Don’t you hate it when you get the hiccups and no matter what you try, they just won’t go away? Well, there are many ways to stop hiccups. In some cases, the methods are culturally passed on while others are tried and tested that people say work every time. In this article, we will discuss a few of these ways you can get rid of hiccups. But first, let’s explore what are hiccups and what are some of the causes.

What Are Hiccups?

Hiccups are medically known as synchronous diaphragmatic flutter or singultus (SDF). The muscles we use when we take in a breath are the intercostal muscles situated between the ribs, and the diaphragm — a sheet of muscle below the lungs. Hiccups occur when these diaphragm muscles contract suddenly and involuntarily. When this happens, it causes one to breathe air in very quickly. This sudden inhalation, however, triggers a sudden closure of the vocal cords, resulting in the characteristic “hic” sound.

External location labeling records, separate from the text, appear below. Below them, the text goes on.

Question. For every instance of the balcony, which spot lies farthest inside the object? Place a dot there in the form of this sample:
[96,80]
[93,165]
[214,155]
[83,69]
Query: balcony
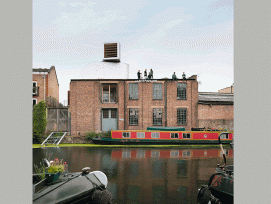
[36,91]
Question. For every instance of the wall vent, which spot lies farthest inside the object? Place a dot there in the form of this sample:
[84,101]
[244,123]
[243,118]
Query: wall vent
[111,52]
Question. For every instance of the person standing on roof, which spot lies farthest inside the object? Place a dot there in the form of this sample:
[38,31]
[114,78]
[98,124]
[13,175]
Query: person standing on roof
[174,76]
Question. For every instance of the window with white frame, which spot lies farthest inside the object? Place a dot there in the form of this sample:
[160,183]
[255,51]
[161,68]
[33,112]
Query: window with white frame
[157,91]
[109,93]
[157,116]
[126,134]
[133,116]
[141,135]
[181,116]
[174,135]
[133,91]
[181,91]
[35,87]
[34,101]
[155,135]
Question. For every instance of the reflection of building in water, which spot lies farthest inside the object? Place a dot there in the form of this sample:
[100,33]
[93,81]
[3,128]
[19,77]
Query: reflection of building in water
[148,176]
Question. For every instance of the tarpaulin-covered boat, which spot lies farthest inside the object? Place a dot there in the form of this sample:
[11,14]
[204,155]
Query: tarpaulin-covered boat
[80,187]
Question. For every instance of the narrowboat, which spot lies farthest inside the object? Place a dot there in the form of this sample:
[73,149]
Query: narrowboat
[220,185]
[164,136]
[79,187]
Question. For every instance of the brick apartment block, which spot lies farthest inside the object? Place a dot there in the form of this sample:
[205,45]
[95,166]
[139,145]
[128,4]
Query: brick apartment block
[132,104]
[45,84]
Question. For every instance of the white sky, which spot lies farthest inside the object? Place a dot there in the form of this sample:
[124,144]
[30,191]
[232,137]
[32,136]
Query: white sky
[195,37]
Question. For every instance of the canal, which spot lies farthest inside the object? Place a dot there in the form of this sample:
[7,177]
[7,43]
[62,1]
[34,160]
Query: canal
[144,175]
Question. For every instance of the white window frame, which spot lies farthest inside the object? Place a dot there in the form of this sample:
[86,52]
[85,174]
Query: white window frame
[140,134]
[154,135]
[35,82]
[34,99]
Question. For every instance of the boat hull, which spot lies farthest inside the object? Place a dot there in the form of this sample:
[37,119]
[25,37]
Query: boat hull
[110,141]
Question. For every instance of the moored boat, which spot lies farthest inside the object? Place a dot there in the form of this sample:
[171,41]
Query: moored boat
[169,136]
[219,189]
[78,187]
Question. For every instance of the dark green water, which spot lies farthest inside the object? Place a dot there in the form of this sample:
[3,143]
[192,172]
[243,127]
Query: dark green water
[141,175]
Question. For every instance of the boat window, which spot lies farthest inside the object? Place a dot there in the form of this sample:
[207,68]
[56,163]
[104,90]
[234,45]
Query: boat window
[224,136]
[186,135]
[141,135]
[126,134]
[155,135]
[174,135]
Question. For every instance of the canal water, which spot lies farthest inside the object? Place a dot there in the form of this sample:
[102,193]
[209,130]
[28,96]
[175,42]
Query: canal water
[144,175]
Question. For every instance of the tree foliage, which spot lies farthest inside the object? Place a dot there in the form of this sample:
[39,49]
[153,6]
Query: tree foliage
[39,122]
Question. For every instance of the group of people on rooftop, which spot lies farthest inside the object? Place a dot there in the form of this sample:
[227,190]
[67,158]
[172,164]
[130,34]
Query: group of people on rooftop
[150,76]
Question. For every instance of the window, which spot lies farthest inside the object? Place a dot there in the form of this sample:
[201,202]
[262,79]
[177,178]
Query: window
[174,135]
[157,116]
[181,91]
[141,135]
[157,91]
[35,87]
[126,134]
[133,116]
[133,91]
[155,135]
[186,135]
[34,101]
[174,154]
[181,116]
[109,93]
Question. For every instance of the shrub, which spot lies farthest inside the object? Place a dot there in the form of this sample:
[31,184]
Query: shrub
[90,135]
[39,122]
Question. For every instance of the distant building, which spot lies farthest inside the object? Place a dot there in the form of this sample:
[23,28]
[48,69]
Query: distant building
[45,84]
[216,110]
[112,104]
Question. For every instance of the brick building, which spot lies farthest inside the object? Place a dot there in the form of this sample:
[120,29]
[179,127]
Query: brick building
[45,84]
[216,110]
[109,104]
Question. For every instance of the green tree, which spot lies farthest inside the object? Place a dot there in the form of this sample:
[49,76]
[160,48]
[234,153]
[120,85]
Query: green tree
[39,122]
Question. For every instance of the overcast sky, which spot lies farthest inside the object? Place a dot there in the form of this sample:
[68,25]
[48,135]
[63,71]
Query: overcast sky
[195,37]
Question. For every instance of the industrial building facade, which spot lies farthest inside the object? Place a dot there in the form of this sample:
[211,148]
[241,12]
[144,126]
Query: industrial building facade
[112,104]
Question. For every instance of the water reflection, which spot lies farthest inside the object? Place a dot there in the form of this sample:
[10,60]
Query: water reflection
[144,175]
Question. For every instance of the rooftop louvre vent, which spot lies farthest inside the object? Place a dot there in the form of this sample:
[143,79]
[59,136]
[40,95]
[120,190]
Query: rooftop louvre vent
[111,52]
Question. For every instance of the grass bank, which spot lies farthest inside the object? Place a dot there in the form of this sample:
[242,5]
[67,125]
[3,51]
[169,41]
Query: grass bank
[132,146]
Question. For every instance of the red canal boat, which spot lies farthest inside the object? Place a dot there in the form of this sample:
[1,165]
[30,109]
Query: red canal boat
[164,136]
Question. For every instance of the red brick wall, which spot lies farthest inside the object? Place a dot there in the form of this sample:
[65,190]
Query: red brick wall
[86,106]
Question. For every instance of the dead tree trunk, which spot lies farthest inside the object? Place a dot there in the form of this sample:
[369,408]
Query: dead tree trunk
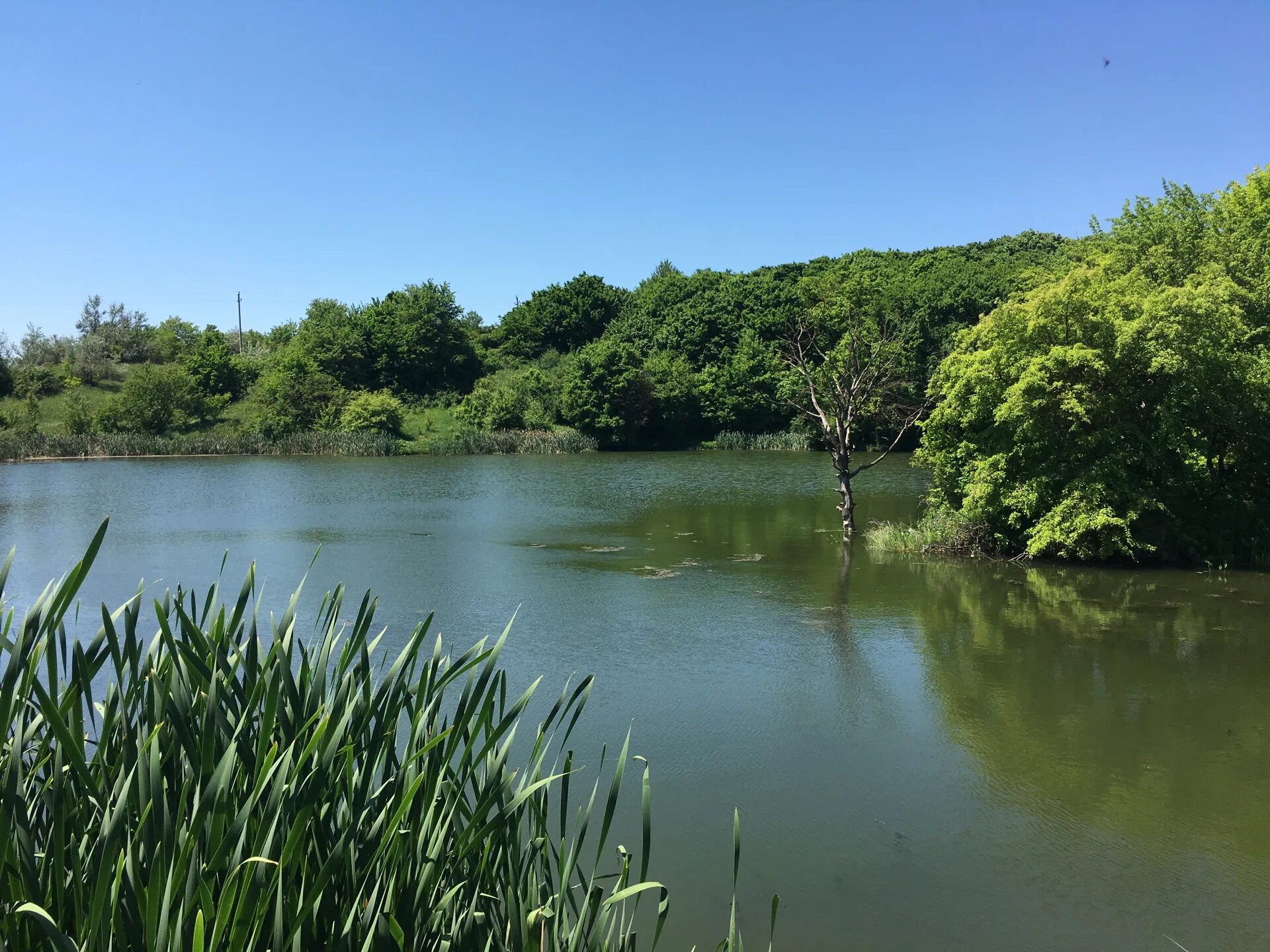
[864,374]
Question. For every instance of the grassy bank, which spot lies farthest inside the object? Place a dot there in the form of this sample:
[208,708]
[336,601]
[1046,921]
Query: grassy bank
[50,446]
[239,790]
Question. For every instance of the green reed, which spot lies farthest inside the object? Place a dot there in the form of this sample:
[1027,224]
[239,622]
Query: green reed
[206,785]
[493,442]
[730,440]
[44,446]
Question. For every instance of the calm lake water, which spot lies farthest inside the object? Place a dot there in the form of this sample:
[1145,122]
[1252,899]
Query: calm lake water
[925,753]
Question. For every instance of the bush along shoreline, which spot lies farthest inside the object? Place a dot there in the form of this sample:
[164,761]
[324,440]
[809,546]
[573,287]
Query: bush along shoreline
[193,782]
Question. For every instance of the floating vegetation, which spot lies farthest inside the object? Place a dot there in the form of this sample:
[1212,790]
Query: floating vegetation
[652,571]
[730,440]
[507,442]
[54,446]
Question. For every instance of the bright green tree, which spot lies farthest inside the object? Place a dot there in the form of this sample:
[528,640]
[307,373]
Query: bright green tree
[1118,412]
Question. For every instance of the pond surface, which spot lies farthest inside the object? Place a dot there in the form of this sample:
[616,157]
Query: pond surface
[925,753]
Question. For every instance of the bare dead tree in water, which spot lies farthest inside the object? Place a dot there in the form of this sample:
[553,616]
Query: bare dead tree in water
[860,374]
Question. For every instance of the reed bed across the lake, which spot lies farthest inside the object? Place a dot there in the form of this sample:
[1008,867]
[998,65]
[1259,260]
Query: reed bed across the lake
[51,446]
[495,442]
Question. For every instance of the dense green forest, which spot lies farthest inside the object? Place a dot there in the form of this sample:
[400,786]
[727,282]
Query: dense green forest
[1094,397]
[671,364]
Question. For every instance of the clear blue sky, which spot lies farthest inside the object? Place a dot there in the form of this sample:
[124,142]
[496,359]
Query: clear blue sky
[171,155]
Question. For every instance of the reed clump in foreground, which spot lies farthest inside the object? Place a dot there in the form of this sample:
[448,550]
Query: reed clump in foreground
[732,440]
[497,442]
[939,532]
[232,789]
[51,446]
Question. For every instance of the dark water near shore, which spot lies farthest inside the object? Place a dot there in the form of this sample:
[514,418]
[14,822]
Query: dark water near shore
[925,753]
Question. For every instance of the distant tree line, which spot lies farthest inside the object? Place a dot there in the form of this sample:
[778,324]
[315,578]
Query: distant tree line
[669,364]
[1096,397]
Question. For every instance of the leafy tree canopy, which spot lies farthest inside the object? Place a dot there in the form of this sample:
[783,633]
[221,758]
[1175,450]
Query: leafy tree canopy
[1119,411]
[562,317]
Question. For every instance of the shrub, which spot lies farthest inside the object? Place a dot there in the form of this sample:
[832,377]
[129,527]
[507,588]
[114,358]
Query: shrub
[606,393]
[939,532]
[159,397]
[292,395]
[238,790]
[36,446]
[211,365]
[370,411]
[93,361]
[77,413]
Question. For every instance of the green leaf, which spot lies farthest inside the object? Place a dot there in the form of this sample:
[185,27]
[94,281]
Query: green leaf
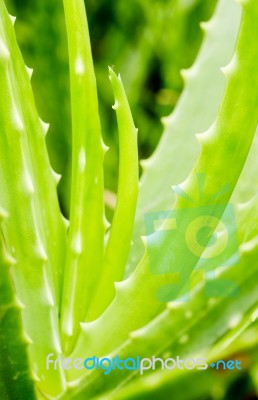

Most people have bouts of hiccups from time to time. In most cases, they start for no apparent reason, last a short while and then stop. Sometimes they are due to:

  • Sudden excitement or emotional stress.
  • A temporary swollen stomach caused by overeating or eating too fast, drinking fizzy drinks, or swallowing air.
  • A sudden change in temperature (very hot or cold food or drinks, a cold shower, etc).
  • Eating spicy food
  • Alcohol.
  • Excess smoking.

Short bouts of hiccups usually pass without the need for any treatment. In rare cases, hiccups that last 48 hours or longer can be caused by an underlying condition like gastrointestinal problems, respiratory conditions, conditions affecting the central nervous system, an irritation of the vagus nerve which controls the diaphragm, a psychological reaction like fear or shock, or metabolic conditions.

Effective Ways To Stop Hiccups

Normally, the best thing to do when you have hiccups is to wait and let it pass. If it doesn’t, there are a number of things you can try out that may help to stop hiccups fast. However, while some people swear by the effectiveness of these methods, there is no scientific evidence to show how effective they are. Some of these methods include:

  • First, block off all airways by putting fingers in your ears and blocking your nostrils. Then, take a sip or two of water from a glass. It is possible to do this alone (looks a bit silly – but is possible) but you may find it easier with an assistant.
  • Sipping iced water.
  • sipping ice-cold water
  • Using a technique called the Valsalva manoeuvre. (The Valsalva manoeuvre means trying to push your breath out while you hold your throat and voice box closed.) The way to do this is to take a deep breath in, then keep the air inside you while pushing with your muscles as if to force the air out. This is like pushing in childbirth or straining on the toilet.
  • biting on a lemon
  • swallowing granulated sugar
  • tasting vinegar
  • breathing into a paper bag
  • Gasping after a sudden fright, or sneezing.
  • pulling your knees up to your chest
  • leaning forward to compress your chest

If your hiccups have lasted longer than 48 hours without stopping, you should schedule an appointment with your physician. This can be a sign of something more serious.

Random Fact

The longest hiccupping attack lasted 68 years.